Barbara Davidson at Northern Short Photo Course
The 37th Annual Northern Short Course (NSC) will be held March 1-3, 2018, at the Hyatt Regency Fairfax in Fairfax, Va.
This three-day event is packed with more than two dozen workshops on a variety of topics relevant to professionals and students in the field of visual journalism.
Learn from and network with industry leaders, as they share their work and discuss what makes them successful. Choose from a variety of workshops and lectures on topics such as business practices, multimedia, lighting, virtual reality, video storytelling and more. Sign up for one-on-one portfolio reviews from top photo editors and photographers. Meet manufacturers and suppliers of photographic equipment, presenting the latest technology available. You won’t find a more diverse conference – there’s something for everyone!

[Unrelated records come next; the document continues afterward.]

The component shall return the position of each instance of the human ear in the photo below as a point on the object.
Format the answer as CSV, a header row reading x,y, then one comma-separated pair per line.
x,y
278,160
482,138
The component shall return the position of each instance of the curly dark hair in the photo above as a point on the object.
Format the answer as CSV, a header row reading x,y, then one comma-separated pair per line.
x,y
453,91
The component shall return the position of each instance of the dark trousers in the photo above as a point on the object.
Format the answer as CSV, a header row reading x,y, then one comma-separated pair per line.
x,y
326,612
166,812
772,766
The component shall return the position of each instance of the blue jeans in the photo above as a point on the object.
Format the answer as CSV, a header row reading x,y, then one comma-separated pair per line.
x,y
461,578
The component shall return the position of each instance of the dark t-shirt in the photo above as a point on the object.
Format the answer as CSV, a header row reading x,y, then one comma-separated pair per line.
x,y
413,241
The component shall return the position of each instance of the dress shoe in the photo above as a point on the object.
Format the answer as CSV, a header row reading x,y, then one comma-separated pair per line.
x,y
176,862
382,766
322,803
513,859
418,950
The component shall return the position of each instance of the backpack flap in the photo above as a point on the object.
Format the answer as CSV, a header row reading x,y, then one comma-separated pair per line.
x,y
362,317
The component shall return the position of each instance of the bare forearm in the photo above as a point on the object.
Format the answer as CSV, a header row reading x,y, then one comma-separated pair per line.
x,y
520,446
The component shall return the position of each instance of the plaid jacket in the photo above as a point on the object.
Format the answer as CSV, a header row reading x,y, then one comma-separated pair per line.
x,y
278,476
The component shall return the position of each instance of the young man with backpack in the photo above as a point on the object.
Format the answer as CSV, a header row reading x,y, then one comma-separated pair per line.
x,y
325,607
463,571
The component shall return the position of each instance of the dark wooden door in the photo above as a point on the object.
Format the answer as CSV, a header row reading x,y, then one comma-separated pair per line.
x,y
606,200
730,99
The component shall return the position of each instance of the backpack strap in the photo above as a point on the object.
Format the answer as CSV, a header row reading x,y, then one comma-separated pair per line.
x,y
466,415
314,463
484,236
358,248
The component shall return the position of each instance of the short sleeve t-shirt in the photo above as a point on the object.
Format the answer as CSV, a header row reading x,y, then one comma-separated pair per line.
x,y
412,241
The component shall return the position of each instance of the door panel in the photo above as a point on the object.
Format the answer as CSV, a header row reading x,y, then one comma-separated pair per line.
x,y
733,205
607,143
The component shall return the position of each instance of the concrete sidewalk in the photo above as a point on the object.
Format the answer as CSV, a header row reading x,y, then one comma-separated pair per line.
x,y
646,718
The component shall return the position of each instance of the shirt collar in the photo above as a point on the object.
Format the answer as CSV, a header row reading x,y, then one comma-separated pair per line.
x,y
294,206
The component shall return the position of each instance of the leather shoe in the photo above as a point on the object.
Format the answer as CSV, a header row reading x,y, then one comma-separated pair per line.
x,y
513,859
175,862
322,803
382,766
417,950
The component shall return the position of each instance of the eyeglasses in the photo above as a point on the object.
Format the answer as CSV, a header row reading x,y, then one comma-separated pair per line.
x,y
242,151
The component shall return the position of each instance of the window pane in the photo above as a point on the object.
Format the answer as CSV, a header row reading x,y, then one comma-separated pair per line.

Barbara Davidson is a three-time Pulitzer Prize and Emmy award winning photojournalist best known for her work on victims of gang violence in Los Angeles.
A staff photographer at the Los Angeles Times until 2017, Barbara spent much of the past decade photographing women and children trapped in a culture of poverty and guns.
Barbara won global recognition for her 2011 project, “Caught in the Crossfire,” an intimate story of innocent victims trapped in Los Angeles’ deadly gang wars. One of her subjects, Rose Smith, was three-months pregnant when she was hit by stray bullets on her way home from the market. One bullet just missed her unborn daughter — Miracle — who survived. Rose remains paralyzed.
Barbara was awarded the Pulitzer Prize for Feature Photography for the project. She also produced and directed a 30-minute documentary, Caught in the Crossfire: Victims of Gang Violence, which received the 2011 Emmy Award for New Approaches to News and Documentary Programming.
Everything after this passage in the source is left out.